I'm in a large community of choral singers, and many groups have been hoping to sing together remotely, live. Of course, using Zoom this is hopeless: Not only does the lag make it impossible to synchronize, but Zoom only sends you one or two channels of audio at a time, so four-part harmony is out of the question, especially with multiple singers on each part.
This has me thinking: Is there software that solves this problem? Specifically, optimizes for extremely low latency between my singing and your hearing me, _and_ multiplexes many separate audio feeds together on the fly?
I assume this might require a network protocol other than TCP?
Singing rounds does work, though, and https://www.cockos.com/ninjam/ is an open source tool for it. You could also imagine some sort of bucket brigade approach for larger groups (https://www.jefftk.com/p/series-singing) but I don't know of any implementations.

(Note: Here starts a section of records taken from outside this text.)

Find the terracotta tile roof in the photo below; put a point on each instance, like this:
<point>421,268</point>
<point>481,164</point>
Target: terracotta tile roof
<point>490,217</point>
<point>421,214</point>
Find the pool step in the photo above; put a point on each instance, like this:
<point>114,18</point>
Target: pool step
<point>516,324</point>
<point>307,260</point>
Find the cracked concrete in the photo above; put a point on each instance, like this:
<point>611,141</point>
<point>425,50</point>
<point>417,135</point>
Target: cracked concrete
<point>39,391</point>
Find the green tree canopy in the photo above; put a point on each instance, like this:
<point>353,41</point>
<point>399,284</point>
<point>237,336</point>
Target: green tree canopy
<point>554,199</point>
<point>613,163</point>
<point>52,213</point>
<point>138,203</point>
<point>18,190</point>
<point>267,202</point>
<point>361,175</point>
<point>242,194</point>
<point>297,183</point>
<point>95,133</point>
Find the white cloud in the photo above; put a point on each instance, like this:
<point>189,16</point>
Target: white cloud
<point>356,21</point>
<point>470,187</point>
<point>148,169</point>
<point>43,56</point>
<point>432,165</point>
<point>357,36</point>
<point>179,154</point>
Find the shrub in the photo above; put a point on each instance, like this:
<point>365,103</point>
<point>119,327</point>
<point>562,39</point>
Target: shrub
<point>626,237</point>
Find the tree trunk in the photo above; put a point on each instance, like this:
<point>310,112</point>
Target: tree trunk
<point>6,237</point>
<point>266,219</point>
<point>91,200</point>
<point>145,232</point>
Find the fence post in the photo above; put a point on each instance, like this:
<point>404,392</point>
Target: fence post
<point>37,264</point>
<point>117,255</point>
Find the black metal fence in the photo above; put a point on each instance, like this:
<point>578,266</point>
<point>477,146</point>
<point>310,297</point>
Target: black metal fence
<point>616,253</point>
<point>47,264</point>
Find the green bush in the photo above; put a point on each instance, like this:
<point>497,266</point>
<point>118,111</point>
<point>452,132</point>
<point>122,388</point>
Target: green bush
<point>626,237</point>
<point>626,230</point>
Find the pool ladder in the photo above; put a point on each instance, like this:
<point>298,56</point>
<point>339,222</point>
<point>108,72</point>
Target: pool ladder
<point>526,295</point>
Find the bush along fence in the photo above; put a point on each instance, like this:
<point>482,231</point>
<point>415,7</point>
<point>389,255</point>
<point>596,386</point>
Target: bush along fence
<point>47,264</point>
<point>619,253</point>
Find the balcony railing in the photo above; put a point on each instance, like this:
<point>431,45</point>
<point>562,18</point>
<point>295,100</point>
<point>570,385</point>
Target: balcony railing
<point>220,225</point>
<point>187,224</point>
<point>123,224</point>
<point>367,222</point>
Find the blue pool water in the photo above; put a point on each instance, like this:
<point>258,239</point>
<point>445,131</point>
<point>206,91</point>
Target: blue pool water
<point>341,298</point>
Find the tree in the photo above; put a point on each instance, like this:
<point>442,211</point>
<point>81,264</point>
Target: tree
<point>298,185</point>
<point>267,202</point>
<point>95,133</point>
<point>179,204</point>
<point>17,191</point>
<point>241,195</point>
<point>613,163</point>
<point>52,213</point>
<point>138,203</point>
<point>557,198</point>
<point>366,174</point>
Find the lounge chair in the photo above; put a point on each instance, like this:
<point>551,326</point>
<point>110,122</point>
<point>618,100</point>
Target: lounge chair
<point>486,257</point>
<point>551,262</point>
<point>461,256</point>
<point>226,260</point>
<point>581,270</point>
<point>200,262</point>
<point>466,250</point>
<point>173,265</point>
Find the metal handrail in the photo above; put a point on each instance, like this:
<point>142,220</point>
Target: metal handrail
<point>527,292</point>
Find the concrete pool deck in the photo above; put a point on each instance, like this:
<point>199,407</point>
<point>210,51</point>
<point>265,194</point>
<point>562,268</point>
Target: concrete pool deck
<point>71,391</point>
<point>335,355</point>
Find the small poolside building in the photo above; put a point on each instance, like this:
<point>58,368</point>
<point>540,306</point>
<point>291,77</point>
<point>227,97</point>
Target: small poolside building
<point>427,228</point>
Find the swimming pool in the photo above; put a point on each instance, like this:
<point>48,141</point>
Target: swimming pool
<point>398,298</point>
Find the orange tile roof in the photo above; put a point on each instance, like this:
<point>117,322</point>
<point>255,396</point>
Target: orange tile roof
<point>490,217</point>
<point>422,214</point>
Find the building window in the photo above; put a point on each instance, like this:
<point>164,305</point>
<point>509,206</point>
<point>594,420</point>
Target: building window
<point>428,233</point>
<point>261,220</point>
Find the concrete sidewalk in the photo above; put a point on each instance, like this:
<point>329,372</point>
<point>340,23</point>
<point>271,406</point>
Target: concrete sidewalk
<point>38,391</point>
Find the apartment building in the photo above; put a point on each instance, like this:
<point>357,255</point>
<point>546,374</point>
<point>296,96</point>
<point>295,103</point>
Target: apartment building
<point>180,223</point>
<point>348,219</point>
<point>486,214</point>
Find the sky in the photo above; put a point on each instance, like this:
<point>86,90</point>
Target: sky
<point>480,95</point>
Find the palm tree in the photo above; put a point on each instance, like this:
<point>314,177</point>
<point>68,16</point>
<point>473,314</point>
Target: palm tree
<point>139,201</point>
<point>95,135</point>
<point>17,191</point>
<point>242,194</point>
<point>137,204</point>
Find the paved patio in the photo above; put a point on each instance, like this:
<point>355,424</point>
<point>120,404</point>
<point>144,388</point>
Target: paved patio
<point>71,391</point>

Really old style circuit switched landlines get down to the speed of electricity in copper (~0.7c https://en.wikipedia.org/wiki/Velocity_factor#Typical_veloci...) over the distance (to your local exchange and then to your neighbor) which would be fast enough if you lived nearby (c is l ms per mile). But today it's all packet switched which adds latency in exchange for much higher capacity.
If you have bandwidth to spare, you can optimize for latency by using UDP and sending a lot of duplicate packets, or you can do something smarter with error-correcting codes if bandwidth conservation becomes an issue. The danger is sending too much and incurring queueing delay somewhere.